SE: You've said that Mother of Sorrows is "derived from the complicated interaction of memory and imagination." Would you say that the interaction is based on imagination filling memory's gaps? Is your impetus to write, especially about things that are difficult to you, based on a desire to understand and take control of your own past?

RM: Initially, I believed that I was writing MOTHER OF SORROWS to find my own perspective and my own way of telling family stories; I wanted, that is, to free myself from family myths in order to discover what I took to be my own version of "what happened."  In the end, however, I see this was a more complicated effort:  that the effort to free myself from my family's myths was also a way of holding tight to my family in words forever.  The act of remembering is of course to some degree an imaginative act--if we consider "remembering" not simply as "reporting memories" but rather as re-membering what has been dismembered by time.

SE: Vladimir Nabokov said that in Speak, Memory he wanted to trace themes from his life. In several of the stories in Mother of Sorrows, this seems to be exactly what you are doing. They are not plot-based stories so much as accumulations of pieces of a theme from a certain period in your/your protagonist's life.

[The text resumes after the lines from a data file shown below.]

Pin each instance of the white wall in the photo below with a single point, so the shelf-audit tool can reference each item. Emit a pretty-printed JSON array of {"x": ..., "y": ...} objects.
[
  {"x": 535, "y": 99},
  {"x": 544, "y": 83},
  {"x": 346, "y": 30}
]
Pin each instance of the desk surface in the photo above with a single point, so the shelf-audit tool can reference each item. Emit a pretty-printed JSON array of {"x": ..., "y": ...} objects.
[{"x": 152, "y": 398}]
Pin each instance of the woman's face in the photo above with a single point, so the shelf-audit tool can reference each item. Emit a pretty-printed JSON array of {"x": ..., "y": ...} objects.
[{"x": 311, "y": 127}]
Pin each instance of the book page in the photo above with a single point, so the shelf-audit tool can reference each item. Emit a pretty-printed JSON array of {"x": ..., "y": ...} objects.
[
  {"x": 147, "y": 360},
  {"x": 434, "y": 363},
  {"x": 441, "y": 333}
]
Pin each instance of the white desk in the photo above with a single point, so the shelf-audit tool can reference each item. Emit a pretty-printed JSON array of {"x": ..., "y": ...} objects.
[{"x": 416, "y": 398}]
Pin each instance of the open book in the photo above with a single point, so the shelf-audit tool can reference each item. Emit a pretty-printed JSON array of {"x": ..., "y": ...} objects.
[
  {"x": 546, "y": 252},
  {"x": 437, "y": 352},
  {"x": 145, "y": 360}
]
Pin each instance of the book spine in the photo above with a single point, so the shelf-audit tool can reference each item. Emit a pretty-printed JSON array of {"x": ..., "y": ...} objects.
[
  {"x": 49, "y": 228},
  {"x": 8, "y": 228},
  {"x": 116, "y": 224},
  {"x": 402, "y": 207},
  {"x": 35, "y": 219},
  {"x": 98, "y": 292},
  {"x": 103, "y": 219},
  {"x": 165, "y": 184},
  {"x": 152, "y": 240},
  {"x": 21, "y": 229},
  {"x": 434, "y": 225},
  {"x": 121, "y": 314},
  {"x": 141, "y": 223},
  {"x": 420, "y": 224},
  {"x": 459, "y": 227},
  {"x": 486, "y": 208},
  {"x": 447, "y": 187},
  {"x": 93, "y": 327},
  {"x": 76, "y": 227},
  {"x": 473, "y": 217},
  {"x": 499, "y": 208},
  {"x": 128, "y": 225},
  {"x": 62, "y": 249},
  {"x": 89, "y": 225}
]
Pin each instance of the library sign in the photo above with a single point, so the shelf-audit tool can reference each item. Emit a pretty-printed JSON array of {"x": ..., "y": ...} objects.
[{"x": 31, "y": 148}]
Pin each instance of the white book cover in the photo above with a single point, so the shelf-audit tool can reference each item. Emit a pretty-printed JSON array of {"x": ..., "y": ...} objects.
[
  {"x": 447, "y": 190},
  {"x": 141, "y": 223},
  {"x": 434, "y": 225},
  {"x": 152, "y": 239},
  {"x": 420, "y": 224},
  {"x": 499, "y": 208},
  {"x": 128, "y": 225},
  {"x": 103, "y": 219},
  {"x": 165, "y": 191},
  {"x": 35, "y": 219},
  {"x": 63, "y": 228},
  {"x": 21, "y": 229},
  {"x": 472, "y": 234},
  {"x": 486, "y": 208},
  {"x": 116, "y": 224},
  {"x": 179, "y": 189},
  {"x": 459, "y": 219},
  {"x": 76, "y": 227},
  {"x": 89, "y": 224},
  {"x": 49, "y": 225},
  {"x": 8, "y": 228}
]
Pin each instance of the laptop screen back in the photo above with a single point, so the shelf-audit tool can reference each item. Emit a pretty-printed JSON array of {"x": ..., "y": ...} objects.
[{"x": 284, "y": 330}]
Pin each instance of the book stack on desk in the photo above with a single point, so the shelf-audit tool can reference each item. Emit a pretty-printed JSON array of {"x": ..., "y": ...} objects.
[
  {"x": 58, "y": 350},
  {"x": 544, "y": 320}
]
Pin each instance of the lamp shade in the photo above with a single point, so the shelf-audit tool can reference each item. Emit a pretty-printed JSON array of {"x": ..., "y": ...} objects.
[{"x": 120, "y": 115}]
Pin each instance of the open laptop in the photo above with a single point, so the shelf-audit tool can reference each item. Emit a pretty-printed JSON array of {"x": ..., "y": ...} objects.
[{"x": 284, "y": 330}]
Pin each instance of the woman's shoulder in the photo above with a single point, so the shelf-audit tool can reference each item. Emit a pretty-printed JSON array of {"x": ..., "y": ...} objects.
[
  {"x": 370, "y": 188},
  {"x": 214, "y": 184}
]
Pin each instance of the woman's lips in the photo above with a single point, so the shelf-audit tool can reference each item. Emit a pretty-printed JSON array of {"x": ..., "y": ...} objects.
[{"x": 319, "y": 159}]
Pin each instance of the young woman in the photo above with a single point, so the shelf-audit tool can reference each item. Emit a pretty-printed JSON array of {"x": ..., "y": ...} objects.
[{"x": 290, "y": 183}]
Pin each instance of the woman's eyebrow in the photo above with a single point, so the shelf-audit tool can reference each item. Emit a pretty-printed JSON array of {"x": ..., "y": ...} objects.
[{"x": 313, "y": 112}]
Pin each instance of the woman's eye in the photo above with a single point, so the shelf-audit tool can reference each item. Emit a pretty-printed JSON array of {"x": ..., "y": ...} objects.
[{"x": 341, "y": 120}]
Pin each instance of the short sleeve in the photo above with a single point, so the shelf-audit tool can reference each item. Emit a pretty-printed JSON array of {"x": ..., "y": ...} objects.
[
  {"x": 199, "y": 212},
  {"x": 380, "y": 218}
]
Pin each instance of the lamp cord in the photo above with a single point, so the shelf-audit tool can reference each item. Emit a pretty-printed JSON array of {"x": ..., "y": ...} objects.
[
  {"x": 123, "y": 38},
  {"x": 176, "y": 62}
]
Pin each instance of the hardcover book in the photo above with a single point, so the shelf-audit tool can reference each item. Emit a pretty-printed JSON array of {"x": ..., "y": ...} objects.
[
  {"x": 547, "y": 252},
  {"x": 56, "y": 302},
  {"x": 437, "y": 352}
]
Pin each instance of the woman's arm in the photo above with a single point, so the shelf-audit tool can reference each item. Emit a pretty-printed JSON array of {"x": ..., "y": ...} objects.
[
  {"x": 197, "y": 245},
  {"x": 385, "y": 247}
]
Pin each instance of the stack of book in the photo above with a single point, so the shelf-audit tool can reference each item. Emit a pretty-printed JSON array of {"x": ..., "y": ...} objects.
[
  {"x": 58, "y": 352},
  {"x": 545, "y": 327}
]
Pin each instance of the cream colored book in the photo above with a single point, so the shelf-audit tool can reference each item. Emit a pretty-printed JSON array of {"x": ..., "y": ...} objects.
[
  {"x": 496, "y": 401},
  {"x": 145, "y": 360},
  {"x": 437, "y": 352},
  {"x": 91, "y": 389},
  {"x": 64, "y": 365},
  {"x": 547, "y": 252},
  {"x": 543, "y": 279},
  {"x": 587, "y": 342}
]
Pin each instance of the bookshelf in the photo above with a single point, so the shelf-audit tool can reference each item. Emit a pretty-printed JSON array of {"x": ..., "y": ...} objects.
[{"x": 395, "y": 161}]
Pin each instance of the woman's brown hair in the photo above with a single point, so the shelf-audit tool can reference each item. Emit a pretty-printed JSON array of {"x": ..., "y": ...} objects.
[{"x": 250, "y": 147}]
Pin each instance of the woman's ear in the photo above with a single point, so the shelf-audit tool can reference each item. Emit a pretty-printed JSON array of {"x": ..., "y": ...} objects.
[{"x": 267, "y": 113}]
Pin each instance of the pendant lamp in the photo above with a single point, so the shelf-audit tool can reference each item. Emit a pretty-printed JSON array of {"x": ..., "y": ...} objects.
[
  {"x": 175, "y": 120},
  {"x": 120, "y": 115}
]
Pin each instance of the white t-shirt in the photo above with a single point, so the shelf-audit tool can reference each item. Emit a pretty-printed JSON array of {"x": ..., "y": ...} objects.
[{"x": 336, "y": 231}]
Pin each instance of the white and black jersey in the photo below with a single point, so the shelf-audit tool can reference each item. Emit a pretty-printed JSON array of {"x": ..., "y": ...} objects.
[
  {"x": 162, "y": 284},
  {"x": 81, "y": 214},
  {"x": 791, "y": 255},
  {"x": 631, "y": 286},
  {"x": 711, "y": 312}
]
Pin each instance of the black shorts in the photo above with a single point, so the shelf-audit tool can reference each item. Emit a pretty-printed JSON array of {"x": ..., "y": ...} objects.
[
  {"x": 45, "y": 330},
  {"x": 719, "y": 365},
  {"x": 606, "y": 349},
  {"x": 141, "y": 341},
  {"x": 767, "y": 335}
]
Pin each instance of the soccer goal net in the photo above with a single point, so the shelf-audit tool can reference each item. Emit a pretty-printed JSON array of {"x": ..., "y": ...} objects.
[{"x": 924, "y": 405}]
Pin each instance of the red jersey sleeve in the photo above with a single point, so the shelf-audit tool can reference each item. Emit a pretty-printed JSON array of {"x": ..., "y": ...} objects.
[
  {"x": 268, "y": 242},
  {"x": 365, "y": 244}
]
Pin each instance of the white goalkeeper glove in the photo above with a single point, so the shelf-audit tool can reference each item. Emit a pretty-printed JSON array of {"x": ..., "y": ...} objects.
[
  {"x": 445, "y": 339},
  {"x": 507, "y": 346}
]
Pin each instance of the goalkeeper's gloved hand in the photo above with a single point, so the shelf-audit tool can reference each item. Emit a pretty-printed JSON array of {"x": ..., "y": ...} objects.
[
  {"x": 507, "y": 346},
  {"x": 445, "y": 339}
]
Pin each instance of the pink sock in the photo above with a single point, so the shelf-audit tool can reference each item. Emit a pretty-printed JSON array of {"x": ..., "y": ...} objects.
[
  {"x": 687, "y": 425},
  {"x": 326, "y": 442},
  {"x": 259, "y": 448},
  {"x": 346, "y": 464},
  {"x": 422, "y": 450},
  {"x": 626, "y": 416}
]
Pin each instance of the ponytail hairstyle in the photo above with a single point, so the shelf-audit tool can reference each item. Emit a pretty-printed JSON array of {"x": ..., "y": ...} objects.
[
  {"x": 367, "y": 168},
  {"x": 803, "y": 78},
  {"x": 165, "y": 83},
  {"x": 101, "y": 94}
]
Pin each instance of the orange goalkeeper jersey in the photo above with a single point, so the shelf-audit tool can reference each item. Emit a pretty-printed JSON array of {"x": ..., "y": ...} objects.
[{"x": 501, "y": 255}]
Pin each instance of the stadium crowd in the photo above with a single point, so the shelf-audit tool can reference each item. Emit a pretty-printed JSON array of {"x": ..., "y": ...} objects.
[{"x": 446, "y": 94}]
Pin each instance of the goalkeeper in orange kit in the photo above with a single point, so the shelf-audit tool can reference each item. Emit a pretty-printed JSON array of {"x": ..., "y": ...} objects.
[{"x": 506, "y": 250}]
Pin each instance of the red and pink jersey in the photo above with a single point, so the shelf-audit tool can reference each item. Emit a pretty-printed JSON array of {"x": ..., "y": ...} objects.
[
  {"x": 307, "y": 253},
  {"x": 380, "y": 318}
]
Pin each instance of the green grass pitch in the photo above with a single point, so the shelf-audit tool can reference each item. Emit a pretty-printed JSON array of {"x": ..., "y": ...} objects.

How did you arrive at this mode of storytelling?

RM: I was a poet long before I turned to writing prose, and when I turned to writing prose, I was first interested in nonfiction--in the personal essay, in particular.  This is to say that as a poet, I was already interested in fragmentation and how we build things back together in fragments, the way we build mosaics, say.  As I was working on MOTHER OF SORROWS, I was also aware that certain themes--loss, for instance, and the tyranny of fixed identity--were emerging, and I wanted to tend to what was emerging on its own.  I do see these as stories; but I like to think a story has room for more than narrative--that it has room, too, for meditative passages, and for thinking.

SE: I've heard from other authors that their novels, which happened to have a gay lead character, have been turned down by some publishers because they had enough "gay fiction" at the moment. Have you had similar experiences? What do you think of publishers regarding fiction with substantial gay characters as "gay fiction" as opposed to lumping it with the rest of literature? Also, what's your take on anthologies that collect fiction into categories instead of just letting it all stand as literature? Is it good because it allows people to identify what they want to read, or bad because it creates the idea that fiction is artificially segmented?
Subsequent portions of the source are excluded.